Lug 44 is semi-circular when viewed in vertical cross-section, and extends upwardly above the exposed surface of the base of spout 16. When spout 16 is pivoted into its opened position shown in FIGS. 3 and 5, lug 44 fits within stop 45 formed in the wall of cap 14 adjacent to the base of the spout, but below lip 48. Lug 44, and stop 45, define the opened position for spout 16 and limit its pivotal movement to 20°-45°, above a horizontal plane passing through cap 14. The angular orientation of spout 16 renders the dispensing closure of FIGS. 1-4 ideally suited for discharging toilet bowl cleanser, oven cleaner, and other preparations that are discharged with the dispenser advantageously held below the surface to be treated.
Recess 45 is generally semi-circular in shape, and is slightly larger than lug 44. Cap 14 is usually formed of a plastic that is somewhat softer than the plastic from which the spout is molded; the cap may be executed in polyethylene and the spout may be executed in polypropylene. Thus, lug 44 snaps into recess 45 and produces an audible, clicking sound. Also, when lug 44 is seated properly in recess 45, the spout is positively locked in its opened position, and the user can tactiley sense such position.

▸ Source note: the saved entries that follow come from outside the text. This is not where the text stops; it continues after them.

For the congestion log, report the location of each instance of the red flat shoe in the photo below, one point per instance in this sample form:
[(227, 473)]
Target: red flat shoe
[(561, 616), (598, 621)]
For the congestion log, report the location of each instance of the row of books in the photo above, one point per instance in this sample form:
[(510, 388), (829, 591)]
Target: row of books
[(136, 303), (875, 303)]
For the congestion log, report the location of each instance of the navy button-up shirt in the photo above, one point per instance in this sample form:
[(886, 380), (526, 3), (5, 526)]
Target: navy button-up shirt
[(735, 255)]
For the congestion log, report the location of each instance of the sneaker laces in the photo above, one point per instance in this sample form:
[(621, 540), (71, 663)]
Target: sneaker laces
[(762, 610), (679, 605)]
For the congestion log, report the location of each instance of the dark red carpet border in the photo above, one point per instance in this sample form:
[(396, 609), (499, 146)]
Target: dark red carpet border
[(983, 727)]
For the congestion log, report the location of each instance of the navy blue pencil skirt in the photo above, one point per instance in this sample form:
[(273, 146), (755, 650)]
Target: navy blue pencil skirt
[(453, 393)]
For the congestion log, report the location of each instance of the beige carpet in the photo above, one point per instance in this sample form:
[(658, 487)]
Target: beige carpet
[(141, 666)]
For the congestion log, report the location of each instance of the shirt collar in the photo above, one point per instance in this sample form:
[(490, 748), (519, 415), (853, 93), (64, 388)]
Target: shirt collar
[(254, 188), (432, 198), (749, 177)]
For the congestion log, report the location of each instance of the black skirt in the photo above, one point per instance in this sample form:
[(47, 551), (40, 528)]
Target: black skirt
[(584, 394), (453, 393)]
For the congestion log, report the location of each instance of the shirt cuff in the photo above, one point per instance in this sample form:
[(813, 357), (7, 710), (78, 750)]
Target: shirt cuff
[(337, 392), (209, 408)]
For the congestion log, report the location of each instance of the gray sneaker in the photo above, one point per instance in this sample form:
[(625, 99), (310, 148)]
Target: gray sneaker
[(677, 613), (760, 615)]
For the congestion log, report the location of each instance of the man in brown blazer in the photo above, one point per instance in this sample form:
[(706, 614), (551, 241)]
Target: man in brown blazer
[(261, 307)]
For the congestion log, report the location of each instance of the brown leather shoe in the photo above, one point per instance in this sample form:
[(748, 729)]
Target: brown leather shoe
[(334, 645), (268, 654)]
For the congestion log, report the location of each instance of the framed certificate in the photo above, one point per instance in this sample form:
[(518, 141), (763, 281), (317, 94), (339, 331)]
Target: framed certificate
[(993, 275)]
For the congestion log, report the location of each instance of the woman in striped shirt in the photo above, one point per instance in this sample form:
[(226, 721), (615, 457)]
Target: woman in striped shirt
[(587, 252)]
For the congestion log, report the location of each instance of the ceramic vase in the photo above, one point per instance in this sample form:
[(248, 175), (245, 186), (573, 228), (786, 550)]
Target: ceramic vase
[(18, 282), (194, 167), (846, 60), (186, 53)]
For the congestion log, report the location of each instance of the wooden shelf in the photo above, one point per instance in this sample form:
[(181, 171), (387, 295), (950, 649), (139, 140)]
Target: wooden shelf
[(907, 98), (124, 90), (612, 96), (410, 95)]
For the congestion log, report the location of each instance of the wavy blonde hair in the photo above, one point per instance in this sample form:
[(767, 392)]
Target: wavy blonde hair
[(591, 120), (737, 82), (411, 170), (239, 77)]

FIG. 5 reveals that bore 38 in spout 16 is not fully aligned with bore 39 in cap 14 when the spout is in its opened position. Enlarged base 22 of the spout 16 partially overlaps bore 39, and eclipses same. An enlarged entrance to the inlet end of passage 38 was developed to compensate for the eclipsing interaction. Such entrance is shaped like a scoop, and is identified by reference numeral 50 in FIGS. 5 and 6.
Scoop 50 functions as a funnel for directing product passing through bore 39 in cap 14 into the inlet end of passage 38 in spout 16. The scoop increases the cross-sectional area of passage 38 at its inlet end, and relieves back pressure, if any should be formed during passage of the product through the spout. After the spout has been pivoted to its closed position, excess product retained in passage 38 may drain slowly through bore 39 and pass downwardly into the interior of the container.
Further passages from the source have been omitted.